DeepLearning icon indicating copy to clipboard operation
DeepLearning copied to clipboard

Need Help for developing Word2Vector Explanation in Tensrflow

Open prakritidev opened this issue 7 years ago • 3 comments

I'm not able to understand the generate_batch function in the word2vector. If someone knows how is this function working please let me know or can explain that function in the script

Thanks

prakritidev avatar Jul 06 '17 15:07 prakritidev

i will try to get some free time to explain these for you but right now i am so busy

mamonraab avatar Jul 09 '17 10:07 mamonraab

@prakritidev : Try this piece of code. If you understand skip-gram this can be understood. I feel examples in tensorflow are badly documented. I added comments to connect it with the process of skip-gram. Hope it helps.

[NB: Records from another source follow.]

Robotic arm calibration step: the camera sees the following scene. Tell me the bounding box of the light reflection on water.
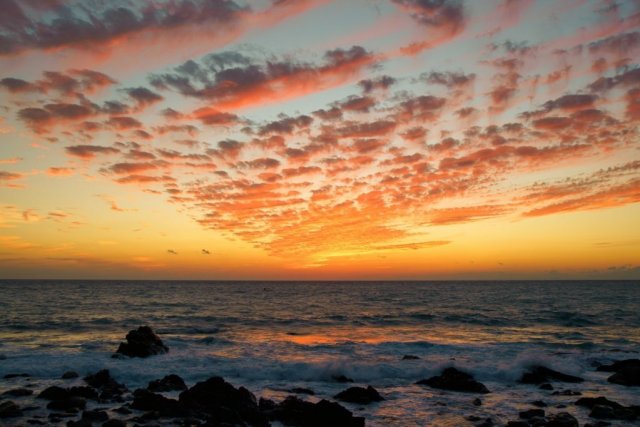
[0,281,640,426]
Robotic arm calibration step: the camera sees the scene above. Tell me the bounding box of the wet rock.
[598,359,640,387]
[402,354,420,360]
[597,359,640,372]
[551,390,582,396]
[518,409,544,420]
[331,375,353,383]
[67,419,93,427]
[520,366,584,384]
[179,377,269,426]
[547,412,579,427]
[575,396,623,409]
[62,371,80,380]
[131,388,186,417]
[82,409,109,422]
[2,388,33,397]
[147,374,187,392]
[3,374,31,380]
[416,368,489,393]
[47,396,87,412]
[576,396,638,421]
[289,387,316,396]
[334,386,384,405]
[38,385,69,400]
[266,396,364,427]
[0,400,22,418]
[116,326,169,357]
[84,369,127,400]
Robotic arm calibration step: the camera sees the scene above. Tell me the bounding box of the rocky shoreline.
[0,327,640,427]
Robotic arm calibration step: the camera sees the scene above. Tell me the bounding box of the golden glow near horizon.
[0,0,640,280]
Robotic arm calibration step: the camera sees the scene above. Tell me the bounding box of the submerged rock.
[289,387,316,396]
[84,369,127,400]
[546,412,579,427]
[416,368,490,394]
[520,366,584,384]
[147,374,187,392]
[576,396,638,421]
[0,400,22,418]
[62,371,80,380]
[179,377,269,426]
[331,375,353,383]
[261,396,364,427]
[598,359,640,386]
[2,388,33,397]
[116,326,169,357]
[131,388,186,417]
[333,386,384,405]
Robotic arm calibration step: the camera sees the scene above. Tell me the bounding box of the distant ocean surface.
[0,280,640,426]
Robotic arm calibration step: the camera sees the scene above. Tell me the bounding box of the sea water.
[0,280,640,426]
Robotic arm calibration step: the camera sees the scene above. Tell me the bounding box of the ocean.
[0,280,640,426]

num_skips=2 # no of words to be picked from the window
skip_window=1 #define how much will we see on one side of the word
batch_size = 16 

data_index = 0 #global circular counter over the data

def generate_batch(batch_size, num_skips, skip_window):
    # skip window is the amount of words we're looking at from each side of a given word
    # creates a single batch
    
    global data_index

    # num_skips => # of times we select a random word within the span? so no of picks should be integer
    assert batch_size % num_skips == 0
    assert num_skips <= 2 * skip_window # maximum no of samples picked is size of span

    batch = np.ndarray(shape=(batch_size), dtype=np.int32)
    labels = np.ndarray(shape=(batch_size, 1), dtype=np.int32)
    
    # e.g if skip_window = 2 then span = 5
    # span is the length of the whole frame we are considering for a single word (left + word + right)
    # skip_window is the length of one side
    
    span = 2 * skip_window + 1 # [ span defines the whole window, which is 2 * skip_window + the word itself ]
    
    # queue which add and pop at the end
    buffer = collections.deque(maxlen=span)
    
    #print "span = %d" %span
    
    #get words starting from index 0 to span
    for _ in range(span):
        #print "_ = %d" %_
        #print "data_index = %d" %data_index
        buffer.append(data[data_index]) # fill the buffer with elements in window
        data_index = (data_index + 1) % len(data)  #this is just to circle at the end of text corpus


    # num_skips => # of times we select a random word within the span
    # batch_size (8) and num_skips (2) (4 times)
    # batch_size (8) and num_skips (1) (8 times)
    
    #denotes the number of (input, output) pairs generated from the single window: [skip_window target skip_window]. 
    #So num_skips restrict the number of context words we would use as output words.
    
    #since num_skips = # of elements picked in each window, 
    # of windows = batch_size // num_skips
    # we iterate - for each window (i)
    #                   for each pick in given window
    #                            fit the pick in the batch
    
    # to fit the pick in the batch : jth element in ith pick = i * num_skips + j
    
    # from each window, we pick #num_skips elemnts, so to make a batch, how many windows we need ?
    num_of_windows = batch_size // num_skips 
    
    for i in range(num_of_windows):
        target = skip_window  # target label at the center of the buffer
        targets_to_avoid = [ skip_window ] # we only need to know the words around a given word, not the word itself
        
        for j in range(num_skips):
            while target in targets_to_avoid:
                # find a target word that is not the word itself
                # while loop will keep repeating until the algorithm find a suitable target word
                target = random.randint(0, span - 1)
                
            # add selected target to avoid_list for next time
            targets_to_avoid.append(target)
            
            # e.g. i=0, j=0 => 0; i=0,j=1 => 1; i=1,j=0 => 2
            batch[i * num_skips + j] = buffer[skip_window] # [skip_window] => middle element
            labels[i * num_skips + j, 0] = buffer[target]
            
        #populate the buffer with elements of next window - which is one elemnt on right
        buffer.append(data[data_index])
        data_index = (data_index + 1) % len(data)
        
    return batch, labels
  

Do let me know if u face any issue

anujgupta82 avatar Jul 09 '17 18:07 anujgupta82

I'm still confused, but much more clear

TorosFanny avatar Nov 15 '17 09:11 TorosFanny